VERRRRY LONG day yesterday. My little band of flashlights were with me (Rach, Summer, Whit and of course Mark). Dr. M had missed his flight from Az. so everyone was scurrying around trying to figure out what to do with all of us that had appts. with him. When my turn came to see him, all reports were good and he added a different anti-nausea medicine to my treatment.
The day before Yesterday, my friend Noreen called to check on me and told me that they had a great prayer time and that one lady had said that she 'visualized' my good and healthy cells belonging to the Holy Spirit and when the chemo came into my body, that it would only attack the cancer cells! Quite a visual for me! That is what I kept focusing on until.....you knew this was coming.... the Hittites came storming in like they did last week. I will call them Hittites because there are not supposed to be any more of them in existence.
Last week Summer had to say something to them and this week they came right after she left for Lewistown, so Whit said something to the kid. The mother decides she has a little more pull but she was standing right next to where I am sitting hooked up......Lady, I have been here a very long time and even if I am hooked up to this chemo, YOU have gotten on my last nerve! Of course that is not really what I said, I did not want to ruin my Christian witness but I did say a' little' something to her. The nurse came over and moved them to another room. I think she feared a Mexican/Hittite standoff . Poor nurse said that they go through this with them every week. Really?
The lady was visiting her mom while she waited for her chemo treatment so I guess she was her moms flashlight. I must remember that everyone has a story....I just really cannot tolerate bullies.
The grandma said 'God bless you and I hope your treatment goes well' as they were marched out of the room.
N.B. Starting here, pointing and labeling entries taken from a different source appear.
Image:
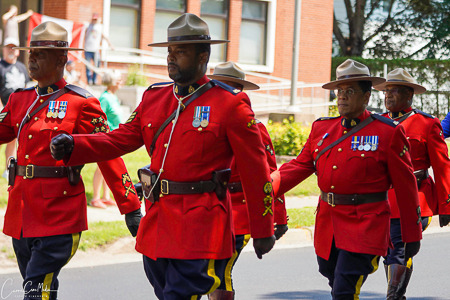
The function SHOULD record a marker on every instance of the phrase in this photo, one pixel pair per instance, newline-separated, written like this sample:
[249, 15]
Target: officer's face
[397, 97]
[351, 100]
[44, 64]
[183, 63]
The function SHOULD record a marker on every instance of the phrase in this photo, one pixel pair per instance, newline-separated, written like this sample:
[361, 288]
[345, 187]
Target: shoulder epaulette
[226, 87]
[327, 118]
[24, 89]
[423, 113]
[79, 90]
[160, 84]
[385, 120]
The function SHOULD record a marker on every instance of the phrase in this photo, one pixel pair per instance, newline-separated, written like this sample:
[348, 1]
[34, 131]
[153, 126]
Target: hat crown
[49, 31]
[398, 76]
[188, 25]
[229, 69]
[351, 68]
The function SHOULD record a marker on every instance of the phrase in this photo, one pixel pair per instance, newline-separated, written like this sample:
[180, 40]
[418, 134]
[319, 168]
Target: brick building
[260, 33]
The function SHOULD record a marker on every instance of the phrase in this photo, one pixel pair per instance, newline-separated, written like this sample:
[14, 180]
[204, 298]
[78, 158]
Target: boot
[221, 295]
[395, 276]
[401, 290]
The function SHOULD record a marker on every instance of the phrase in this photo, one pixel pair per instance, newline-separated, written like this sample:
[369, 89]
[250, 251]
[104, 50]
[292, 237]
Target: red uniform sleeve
[438, 153]
[245, 140]
[404, 183]
[93, 120]
[280, 215]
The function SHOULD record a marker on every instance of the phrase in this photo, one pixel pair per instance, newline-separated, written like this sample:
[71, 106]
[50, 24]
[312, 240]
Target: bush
[288, 137]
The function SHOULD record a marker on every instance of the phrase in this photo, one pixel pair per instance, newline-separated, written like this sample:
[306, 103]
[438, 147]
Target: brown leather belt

Oh my....meow....in Spanish...me echo un pedo. .....
Whit said 'Thank you". :)
2 cor.10:3
I used to call my mother and ask her how she was doing, she would respond "I'm still keeking", without her accent it would be "I'm still kicking". This is my story, my thoughts in the middle of the night when I am alone or the middle of the day surrounded by loved ones but still alone in my mind. You are only as sick as your biggest secret and I'm pretty sick(in more ways than one,tee hee!). So this blog is going to show you what goes on in the mind of a REAL Macho Woman! scarey.
3 comments:
Good visual for your blood cells and the Holy Spirit! Good to visualize your flashlites, too! May your light shine ever so bright today.
You were in my thoughts all day, Julie. I'm certainly on your team, if not one of your flashlights. Love you.